National FIS Software : Competitors Sort
Clicking on Sort will give a list of possible sort options; often with sub-options for ascending and descending. The list will vary, depending upon the settings on the header tab. The sort will apply to all competitors or the current block of competitors.
Under most situations, you won’t need to use the sort options. Whenever a report is generated, it will sort the competitors into the correct order.
If the order it creates is not correct, or you have a special situation that needs a particular order, you can achieve this as follows:
- In the Edit|Options menu uncheck the automatically sort when needed option. When this is unchecked, it will give a prompt any time it would normally sort, giving you the option to accept the default sort or not.
- Using the Sort options (with or without a block marked) and possibly the move option get the competitors into the order needed.
- Print the report. When it prompts to Sort? answer N.
Questions often come up regarding random sorting.
Only Random Sort Once!
Never sort until you like the result! If you were doing a double blind draw in a team captains meeting and the resulting start order happened to be the same as the original order on the board; or if all competitors from the same nation raced first, you wouldn't do the draw again, because that's a legitimate result of random sorting. The only time that you might want to 'adjust' the random draw would be for a Snowboard freestyle event to minimize a 'stacked' heat. [Halfpipe]
It's so quick and simple to do a random sort using the software, that it may become tempting to do it again if the result seems unusual or coincidental.
Resist! Only sort once and accept whatever you get!
Is it Truly Random?
Technically, no. It's "pseudo-random". But the argument can easily be made, that for this application, pseudo-random is random enough.
Websters Dictionary defines pseudo-random as:
- being or involving entities (as numbers) that are selected by a definite computational process, but that satisfy one or more standard tests for statistical randomness
For those interested, here are the details on the random sorting process used by Split Second Software:
There's a random number generator built into the development environment used for making the software. This creates values between 0.0 and 1.0 and is based on a random seed.
The process has 2^31-1 (2,147,483,647) equally likely resulting values.
The process of calling a random number will repeat itself, but there are three reasons why this isn't that big of a deal (in this application):
- 2,147,483,647 is a LOT! For the application of ski racing if a random draw was done for 30 competitors and you had a race every day, it wouldn't start to repeat for about 200,000 years!
- You would never know when it started repeating, except if you compared it with all previous data.
- When the software starts, the seed is initialized based on the system clock (microseconds). So every time the software starts; you wouldn't know where in that sequence of 2,147,483,647 random numbers you would be!
The actual random sorting process is done by:
- Assigning one of the random numbers (between 0.0 and 1.0) to each competitor.
- Sorting the competitors based on the random numbers set.
Perhaps the act of writing a number on a ping pong ball creates a less random situation than a pseudo-random number?
True random numbers are supposedly rare (although, the number 6 might be one of them).
If you want official random numbers, you might consider buying this book, which contains 1 million random numbers, along with 25 pages explaining how they were produced.
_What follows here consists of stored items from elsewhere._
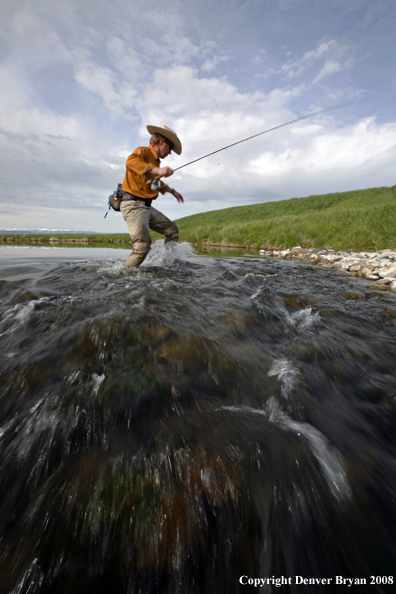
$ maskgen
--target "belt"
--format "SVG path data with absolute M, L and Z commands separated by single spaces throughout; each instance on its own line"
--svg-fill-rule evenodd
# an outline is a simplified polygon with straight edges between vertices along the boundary
M 124 200 L 134 200 L 135 202 L 144 202 L 144 204 L 148 207 L 150 207 L 151 203 L 152 203 L 152 200 L 149 200 L 148 198 L 138 198 L 137 196 L 134 196 L 133 194 L 128 194 L 127 192 L 124 192 L 122 194 L 121 202 L 124 202 Z

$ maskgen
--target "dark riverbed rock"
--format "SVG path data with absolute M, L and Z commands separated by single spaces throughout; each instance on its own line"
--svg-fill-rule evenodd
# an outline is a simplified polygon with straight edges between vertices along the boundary
M 360 291 L 347 291 L 345 293 L 345 296 L 347 299 L 364 299 L 365 298 L 364 293 L 361 293 Z

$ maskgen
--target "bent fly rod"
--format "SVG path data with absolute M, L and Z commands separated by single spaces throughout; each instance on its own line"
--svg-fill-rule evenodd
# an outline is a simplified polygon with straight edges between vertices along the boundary
M 296 124 L 297 122 L 301 122 L 302 120 L 307 120 L 308 118 L 313 118 L 318 115 L 322 115 L 323 113 L 328 113 L 329 111 L 334 111 L 336 109 L 341 109 L 343 107 L 348 107 L 349 105 L 355 105 L 359 103 L 360 100 L 348 101 L 347 103 L 339 103 L 338 105 L 334 105 L 333 107 L 326 107 L 325 109 L 320 109 L 319 111 L 314 111 L 309 113 L 305 116 L 301 116 L 300 118 L 296 118 L 295 120 L 290 120 L 290 122 L 285 122 L 284 124 L 279 124 L 279 126 L 274 126 L 273 128 L 269 128 L 268 130 L 264 130 L 263 132 L 259 132 L 258 134 L 253 134 L 253 136 L 249 136 L 248 138 L 244 138 L 243 140 L 238 140 L 237 142 L 233 142 L 228 146 L 223 146 L 223 148 L 218 149 L 217 151 L 213 151 L 212 153 L 208 153 L 203 157 L 198 157 L 198 159 L 194 159 L 189 163 L 185 163 L 185 165 L 181 165 L 180 167 L 176 167 L 173 171 L 178 171 L 179 169 L 183 169 L 183 167 L 187 167 L 187 165 L 192 165 L 197 161 L 201 161 L 202 159 L 206 159 L 206 157 L 210 157 L 211 155 L 215 155 L 216 153 L 220 153 L 221 151 L 225 151 L 232 146 L 236 146 L 237 144 L 241 144 L 242 142 L 247 142 L 248 140 L 252 140 L 252 138 L 257 138 L 257 136 L 262 136 L 263 134 L 268 134 L 268 132 L 273 132 L 274 130 L 279 130 L 279 128 L 284 128 L 285 126 L 290 126 L 291 124 Z

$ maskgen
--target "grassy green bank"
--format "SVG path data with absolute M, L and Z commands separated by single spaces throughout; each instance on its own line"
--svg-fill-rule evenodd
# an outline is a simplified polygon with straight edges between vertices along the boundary
M 117 215 L 121 216 L 121 215 Z M 180 240 L 201 246 L 375 251 L 396 247 L 396 186 L 237 206 L 179 219 Z M 152 233 L 153 240 L 161 236 Z M 130 247 L 127 233 L 0 235 L 4 244 Z
M 255 248 L 396 246 L 396 186 L 238 206 L 179 219 L 181 239 Z

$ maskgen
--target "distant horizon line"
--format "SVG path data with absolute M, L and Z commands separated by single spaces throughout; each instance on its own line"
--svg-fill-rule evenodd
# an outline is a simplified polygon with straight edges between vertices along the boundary
M 101 233 L 100 231 L 76 231 L 72 229 L 0 229 L 0 233 Z

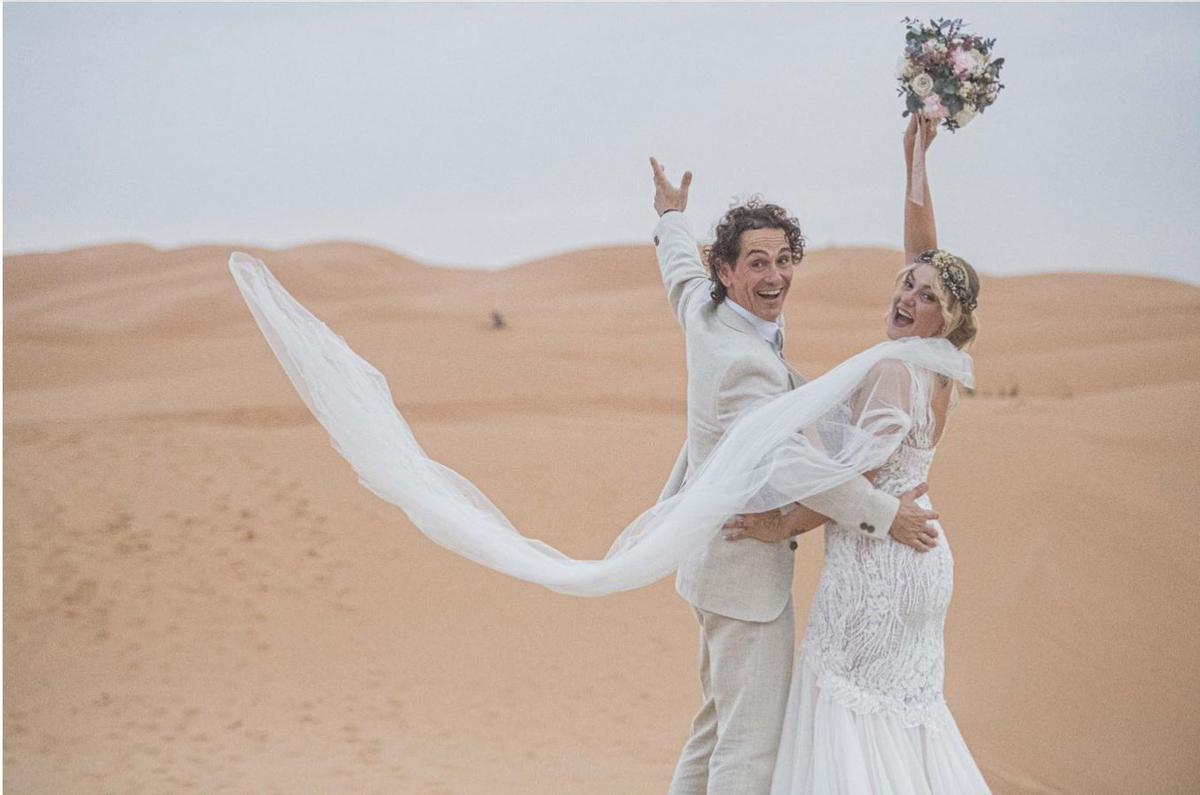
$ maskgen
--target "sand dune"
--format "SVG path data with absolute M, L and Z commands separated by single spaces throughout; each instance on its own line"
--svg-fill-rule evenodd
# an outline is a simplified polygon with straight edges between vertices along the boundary
M 426 541 L 292 391 L 239 248 L 5 258 L 6 791 L 664 791 L 698 702 L 670 582 L 571 599 Z M 599 555 L 657 494 L 686 374 L 650 247 L 497 273 L 241 250 L 530 534 Z M 789 358 L 878 341 L 898 262 L 806 256 Z M 968 744 L 998 793 L 1196 792 L 1200 290 L 985 278 L 980 312 L 931 478 Z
An interesting point is, you could start reading the book at any point and it would be equally interesting. If you like reading phone books, this might be even more fun!
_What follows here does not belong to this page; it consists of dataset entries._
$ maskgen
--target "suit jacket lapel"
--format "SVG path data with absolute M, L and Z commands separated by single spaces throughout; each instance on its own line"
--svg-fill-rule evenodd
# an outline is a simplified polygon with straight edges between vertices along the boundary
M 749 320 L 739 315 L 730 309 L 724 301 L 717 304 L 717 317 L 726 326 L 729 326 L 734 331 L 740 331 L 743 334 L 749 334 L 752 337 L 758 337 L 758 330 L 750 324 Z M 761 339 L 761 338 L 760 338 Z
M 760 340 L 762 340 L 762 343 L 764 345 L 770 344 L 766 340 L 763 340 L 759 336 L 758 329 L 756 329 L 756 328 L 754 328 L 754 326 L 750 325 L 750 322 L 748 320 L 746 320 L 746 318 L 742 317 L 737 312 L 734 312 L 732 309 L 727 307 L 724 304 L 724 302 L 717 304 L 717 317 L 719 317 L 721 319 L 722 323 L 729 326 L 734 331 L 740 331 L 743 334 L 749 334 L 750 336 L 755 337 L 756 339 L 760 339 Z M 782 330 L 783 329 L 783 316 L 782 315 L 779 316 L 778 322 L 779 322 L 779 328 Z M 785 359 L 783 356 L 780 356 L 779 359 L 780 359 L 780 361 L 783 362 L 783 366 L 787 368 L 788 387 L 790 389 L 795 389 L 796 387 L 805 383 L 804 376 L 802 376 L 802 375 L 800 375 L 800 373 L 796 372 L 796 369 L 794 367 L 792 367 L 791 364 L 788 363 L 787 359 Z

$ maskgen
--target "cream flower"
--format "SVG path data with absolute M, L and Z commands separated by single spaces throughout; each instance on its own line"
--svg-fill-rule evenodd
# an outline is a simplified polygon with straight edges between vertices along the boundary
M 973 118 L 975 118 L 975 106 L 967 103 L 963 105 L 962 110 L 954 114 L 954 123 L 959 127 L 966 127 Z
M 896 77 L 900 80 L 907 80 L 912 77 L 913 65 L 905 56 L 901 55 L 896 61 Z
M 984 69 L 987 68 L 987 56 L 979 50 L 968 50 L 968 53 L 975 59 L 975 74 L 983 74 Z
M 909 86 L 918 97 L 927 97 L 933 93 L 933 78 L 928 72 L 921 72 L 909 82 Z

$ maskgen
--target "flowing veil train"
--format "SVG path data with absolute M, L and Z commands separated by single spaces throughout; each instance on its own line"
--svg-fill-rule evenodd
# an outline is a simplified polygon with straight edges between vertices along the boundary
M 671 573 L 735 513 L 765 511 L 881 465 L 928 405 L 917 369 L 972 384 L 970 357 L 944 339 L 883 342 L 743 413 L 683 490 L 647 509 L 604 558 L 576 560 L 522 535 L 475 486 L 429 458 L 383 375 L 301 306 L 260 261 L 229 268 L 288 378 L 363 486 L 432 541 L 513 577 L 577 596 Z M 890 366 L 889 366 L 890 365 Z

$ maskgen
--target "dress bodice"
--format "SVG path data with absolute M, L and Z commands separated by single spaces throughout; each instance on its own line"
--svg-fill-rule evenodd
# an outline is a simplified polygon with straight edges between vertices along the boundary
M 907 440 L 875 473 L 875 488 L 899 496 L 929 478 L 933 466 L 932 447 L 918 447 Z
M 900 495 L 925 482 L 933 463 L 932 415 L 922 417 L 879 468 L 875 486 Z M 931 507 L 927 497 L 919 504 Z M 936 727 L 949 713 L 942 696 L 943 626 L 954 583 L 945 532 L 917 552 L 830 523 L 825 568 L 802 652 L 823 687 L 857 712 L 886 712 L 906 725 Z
Perhaps the numbers in this book should be sorted, to help you find the one you want!
On a personal note:
Many years ago while at college, I wrote some software to calculate pi to tens of thousands of places. I forgot to put page numbers on the result when I printed it and then accidentally got the pages mixed up. The only page I knew was correct was the first page which started 3.14159..... After staring at the pages of seemingly random numbers, I concluded the process of calculating pi to this precision, although fun, was totally pointless.